REALITY:  See my response to Myth No. 1.  There are numerous local protections already in place including punitive relocation fees.

 

4. MYTH: “The Ellis Act establishes a fair balance between landlords and tenants as the invocation of the Ellis Act does not result in the loss of housing units as most units are converted to tenancies in common, which creates affordable home-ownership opportunities.”

TENANT PROPOGANDA: “Removing affordable rental units from the market is not a solution to the affordability crisis. We need to preserve existing rental units and build more housing for the middle, working class and low income residents. The Ellis Act results in the loss of rent-controlled units, and we are not building enough to make up for the amount of units we are losing.”

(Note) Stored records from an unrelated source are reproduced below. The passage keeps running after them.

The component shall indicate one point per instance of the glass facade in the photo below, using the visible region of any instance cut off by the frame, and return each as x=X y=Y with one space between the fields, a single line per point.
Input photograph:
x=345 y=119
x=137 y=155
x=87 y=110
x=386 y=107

Now here’s a bit of truth…the Ellis Act does create more home ownership opportunities for people by converting often C-class or D-class apartment buildings into condominiums (not TICS or Co-Ops as we do not see many of these in California and good luck getting a loan on one of these – this is not New York).

Again, the continued chipping away of property rights discourages investment in rental housing which is why we have the shortages of not only housing, but of affordable housing here in California.  California’s rental property owners are heading for the exit ramp and moving money outside of the state or into other investment vehicles.  The days of the old lady, small landlord willing to give a break to a tenant she perceives that she likes and go for years without rent increases (a/k/a, the owner of naturally occurring affordable housing) will become extinct here in California.